Contenu exigé d’un rapport de durabilité

Selon l’art. 964, les rapports de durabilité pour une grande entreprise suisse doit inclure les sujets suivants : l’environnement – notamment les objectifs de l’entreprise en matière de CO2 –, les questions sociales, de personnel, les droits humains et la lutte contre la corruption.

Les entreprises doivent expliquer ces concepts, mais aussi les mesures de diligence mises en place pour les adresser et les indicateurs clés de performance (KPI’s) dans ces domaines. Elles doivent également décrire les risques liés à ces aspects et la manière dont l’organisation gère ces risques.

Le rapport doit être approuvé et signé par l’organe suprême de direction ou d’administration et publié par voie électronique immédiatement après son approbation. Il doit également être validé par l’organe compétent pour l’approbation des comptes annuels.

Première année de reporting : un bilan insatisfaisant pour la Suisse

Le 10 octobre dernier, l’entreprise suisse Ethos a publié les résultats de son analyse sur les assemblées générales et rapports de durabilité. Ethos, qui émet chaque année pour ses clients (des caisses de pension majoritairement) des recommandations de vote pour l’ensemble des AG des entreprises cotées en Suisse, a donc analysé le niveau de transparence, mais aussi la qualité des informations et des données publiées. Les résultats pour les 140 entreprises concernées par cette nouvelle exigence de reporting sont loin d’être satisfaisants :

  • Sur 143 entreprises concernées, seules 75 ont publié un rapport conforme à un standard internationalement reconnu comme la Global Reporting Initiative (GRI). 68 entreprises ont ainsi publié un rapport non conforme à un standard, ce qui limite la comparabilité et l’analyse des résultats.
  • 82 entreprises n’ont pas fait vérifier leur rapport par un auditeur externe, 55 ont soumis une partie seulement de leurs indicateurs à une assurance limitée, et 6 entreprises ont soumis l’ensemble du rapport à une assurance limitée. Aucune entreprise n’a soumis son rapport à une assurance raisonnable.
  • Au niveau des émissions de gaz à effet de serre (GES), 44% des entreprises seulement ont publié les émissions de leurs fournisseurs et 15% ont publié les émissions liées à l’utilisation de leurs produits (scope 3). Cela est particulièrement problématique car les émissions du scope 3 sont généralement les plus conséquentes pour une entreprise. En comparaison, 85% des entreprises ont publié leurs émissions de scope 1 et 78% de scope 2.
  • L’art. 964 demande également que les entreprises publient des objectifs de réduction de leurs émissions de CO2. Or, 28 entreprises seulement se sont fixées des objectifs de réduction de GES validés par un organisme scientifique, et 25 d’entre elles ont été validées comme étant alignées avec un scénario de réchauffement global de 1.5°C pour 2050. 19 entreprises se sont engagées à se fixer de tels objectifs.
  • 5 entreprises du SMI (Swiss Market Index, l’indice qui regroupe les plus gros émetteurs de GES cotés en Suisse) ne se sont pas prononcées sur des objectifs de réduction : UBS, Geberit, Swiss Life, Alcon, et Partners Group.

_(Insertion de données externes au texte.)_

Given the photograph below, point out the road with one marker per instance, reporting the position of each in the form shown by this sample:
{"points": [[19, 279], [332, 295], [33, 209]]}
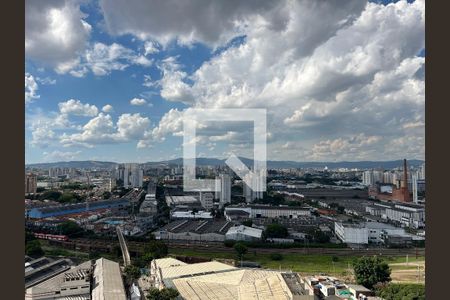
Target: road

L’étude est disponible dans son intégralité ici, et démontre que les rapports produits jusqu’à maintenant sont bien insuffisants pour permettre une véritable analyse et une comparabilité entre les entreprises, et éviter ainsi le « greenwashing ». De plus, le fait qu’il n’y ait pas de sanction pour les entreprises qui ne se conforment pas à l’art. 964 réduit considérablement la marge de manœuvre du gouvernement face aux multinationales qui ont peu d’incitations à effectuer le travail de reporting correctement.

Mise à jour du 28 octobre 2024: un second rapport vient d’être publié par l’entreprise genevoise Enfinit. Ce cabinet de conseil a travaillé en collaboration avec l’institut E4S et plusieurs autres partenaires pour analyser l’alignement des rapports suisses avec la Task Force on Nature-related Financial Disclosures (TCFD). Si le rapport note des améliorations dans le traitement des risques climatiques, montrant ainsi une volonté de se préparer pour l’ordonnance relative aux rapports sur les questions climatiques, il souligne cependant de gros manquements sur les objectifs climatiques et les mesures de matérialité financière. Il regrette également le manque d’attention porté à la biodiversité et à l’importance de la Nature dans les opérations des entreprises.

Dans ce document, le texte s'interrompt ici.